In the first three matches the batsmen gave the bowlers enough runs, if not to actually win a game but definitely to make things difficult. Whatever the scoreboard says, the truth is that the bowlers never looked like winning India a game. You could condemn Dhoni all you want but once the ball is in a bowler’s hands, he should be able to generate the intensity and discipline needed. If a captain has to draw that out of you, those basic ingredients, you have the wrong man.

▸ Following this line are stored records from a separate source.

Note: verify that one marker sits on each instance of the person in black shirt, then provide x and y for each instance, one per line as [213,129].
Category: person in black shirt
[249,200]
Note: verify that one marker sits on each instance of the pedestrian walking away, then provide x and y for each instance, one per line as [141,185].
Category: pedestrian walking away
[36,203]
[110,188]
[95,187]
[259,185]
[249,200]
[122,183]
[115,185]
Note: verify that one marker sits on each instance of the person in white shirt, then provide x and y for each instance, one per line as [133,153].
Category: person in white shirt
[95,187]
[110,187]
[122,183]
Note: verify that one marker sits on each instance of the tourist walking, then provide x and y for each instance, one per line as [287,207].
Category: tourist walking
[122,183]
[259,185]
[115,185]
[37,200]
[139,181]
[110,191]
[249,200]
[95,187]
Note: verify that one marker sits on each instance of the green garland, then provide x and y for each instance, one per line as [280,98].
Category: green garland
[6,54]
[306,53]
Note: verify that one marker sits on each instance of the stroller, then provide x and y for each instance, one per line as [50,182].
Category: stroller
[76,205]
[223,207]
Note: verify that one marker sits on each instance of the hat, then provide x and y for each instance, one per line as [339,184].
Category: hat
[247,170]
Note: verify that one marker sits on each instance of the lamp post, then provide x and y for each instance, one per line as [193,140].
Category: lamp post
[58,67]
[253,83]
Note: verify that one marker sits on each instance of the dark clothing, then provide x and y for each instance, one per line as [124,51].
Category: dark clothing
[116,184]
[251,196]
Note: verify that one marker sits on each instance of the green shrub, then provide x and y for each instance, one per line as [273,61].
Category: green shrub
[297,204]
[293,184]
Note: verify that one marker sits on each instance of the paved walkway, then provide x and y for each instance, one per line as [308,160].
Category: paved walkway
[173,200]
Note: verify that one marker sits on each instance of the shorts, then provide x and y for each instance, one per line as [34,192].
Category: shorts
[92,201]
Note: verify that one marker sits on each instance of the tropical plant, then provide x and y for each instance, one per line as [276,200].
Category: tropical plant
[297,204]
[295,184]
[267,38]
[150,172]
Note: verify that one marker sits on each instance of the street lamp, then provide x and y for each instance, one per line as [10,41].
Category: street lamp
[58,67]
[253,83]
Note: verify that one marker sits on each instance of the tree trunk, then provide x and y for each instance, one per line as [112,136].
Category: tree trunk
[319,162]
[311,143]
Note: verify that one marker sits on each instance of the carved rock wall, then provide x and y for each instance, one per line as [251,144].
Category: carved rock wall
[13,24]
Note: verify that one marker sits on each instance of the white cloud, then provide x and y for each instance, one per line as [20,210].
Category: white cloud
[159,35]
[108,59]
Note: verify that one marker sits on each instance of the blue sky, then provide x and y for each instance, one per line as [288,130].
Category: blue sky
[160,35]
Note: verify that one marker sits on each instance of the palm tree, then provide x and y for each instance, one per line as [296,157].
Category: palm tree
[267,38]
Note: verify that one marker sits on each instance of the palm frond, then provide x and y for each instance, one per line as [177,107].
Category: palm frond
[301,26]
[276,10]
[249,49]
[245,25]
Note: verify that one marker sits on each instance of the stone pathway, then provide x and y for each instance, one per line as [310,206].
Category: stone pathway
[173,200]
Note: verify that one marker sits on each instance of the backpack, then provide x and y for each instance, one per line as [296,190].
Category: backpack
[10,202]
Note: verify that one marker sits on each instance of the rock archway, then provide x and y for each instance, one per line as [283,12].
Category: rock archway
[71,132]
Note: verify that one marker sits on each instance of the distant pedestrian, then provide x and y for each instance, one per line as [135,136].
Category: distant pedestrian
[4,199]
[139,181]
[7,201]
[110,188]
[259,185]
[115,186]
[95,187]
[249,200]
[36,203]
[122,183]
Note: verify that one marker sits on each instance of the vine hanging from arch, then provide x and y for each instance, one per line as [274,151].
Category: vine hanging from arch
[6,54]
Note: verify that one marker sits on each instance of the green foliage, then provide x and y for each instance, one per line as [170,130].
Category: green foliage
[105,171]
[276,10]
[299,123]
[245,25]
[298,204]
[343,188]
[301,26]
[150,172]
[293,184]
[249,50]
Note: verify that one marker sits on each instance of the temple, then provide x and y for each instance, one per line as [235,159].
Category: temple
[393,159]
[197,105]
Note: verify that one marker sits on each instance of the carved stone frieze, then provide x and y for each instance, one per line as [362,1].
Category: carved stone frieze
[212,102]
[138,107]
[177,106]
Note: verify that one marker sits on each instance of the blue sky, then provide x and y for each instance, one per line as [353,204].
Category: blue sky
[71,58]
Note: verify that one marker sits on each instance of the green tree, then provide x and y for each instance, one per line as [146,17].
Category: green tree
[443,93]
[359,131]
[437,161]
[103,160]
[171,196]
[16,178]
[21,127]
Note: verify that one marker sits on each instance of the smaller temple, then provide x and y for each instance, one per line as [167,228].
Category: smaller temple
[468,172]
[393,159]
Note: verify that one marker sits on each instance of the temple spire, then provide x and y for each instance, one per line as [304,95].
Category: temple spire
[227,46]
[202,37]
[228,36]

And so the bowling must put its hand up and say it was inadequate. Time after time pressure was released because balls were allowed to drift into areas that the field wasn’t designed to defend. John Hastings might have made the cut in an Australian 2nd eleven before this series but once he had the ball, he bowled like he owned the script. None of India’s bowlers did that except for young Jasprit Bumrah who we should look at closely. Admittedly, Ishant Sharma is bowling as well as he has for a while but he must now be the inspiration, be the leader of the bowling the way Kohli is of the batting.

As disappointing as they were with the ball, the bowlers rarely stepped up in the field and a player who doesn’t contribute two ways to the team is a burden. The fast bowler has to be the athlete with the strongest throwing arm and India were poorly served on that front as the large grounds cruelly exposed throwing ability. And yet, there are in this team, some of the finest fielders India has thrown up. Building on the tradition of Yuvraj, Kaif and Raina, Kohli, Rohit and Rahane were brilliant with Jadeja and Pandey in a league even higher. But such is the intensity of the modern one-day game that even a couple of slow feet can bring a side down.

The all-rounder query

Sadly too for India, the bowlers don’t bat and the batsmen don’t bowl. And so Dhoni had to play Gurkeerat Mann for Ashwin which cannot happen again. But he was left with little choice. None of the five specialist batsmen picked, Rohit, Dhawan, Kohli, Rahane and Pandey could contribute with the ball and none of the fast bowlers picked, Ishant, Yadav, Sran, Bumrah and now sadly, Bhuvaneshwar is getting into that list, generate any confidence with the bat. So, Rishi Dhawan had to be picked but because Dhoni wasn’t confident of getting ten overs from him, he needed a sixth option. Only Gurkeerat provided that though his bowling, at this stage and in these conditions, wasn’t much of an option anyway.

The balance, or rather the lack of it, also required the batsman to bat a little conservatively. Whether or not the landmark of a century was a distraction is for another day, but the primary consideration was to have a batsman at the end because there weren’t too many riches from number six downwards. That in itself is an indictment of Jadeja the batsman who, by now, should have been offering the number six option.

Admittedly, Dhoni was defensive, but I suspect he was at all times, confronted by limited options. Maybe earlier scars have pushed him towards playing that way but defensive one day cricket, and he knows that better than anyone else, is inherently a weak approach. It didn’t help that Dhoni the batsman is battling the demons that time presents even to the most resolute.

I suspect he will be a different player in Indian conditions where he plays most of his cricket for the next few months but even in apparent decline, his attitude with the bat was admirable. And it is nice to see that his keeping, especially at the stumps, has lost nothing to age.

If India’s selectors have to use learnings from here to look for tomorrow, the message is clear. Find the right candidates for numbers 6,7,8,9 and force numbers 1-5 to provide 5-6 overs in every match because India’s armoury was a bit scanty in Australia.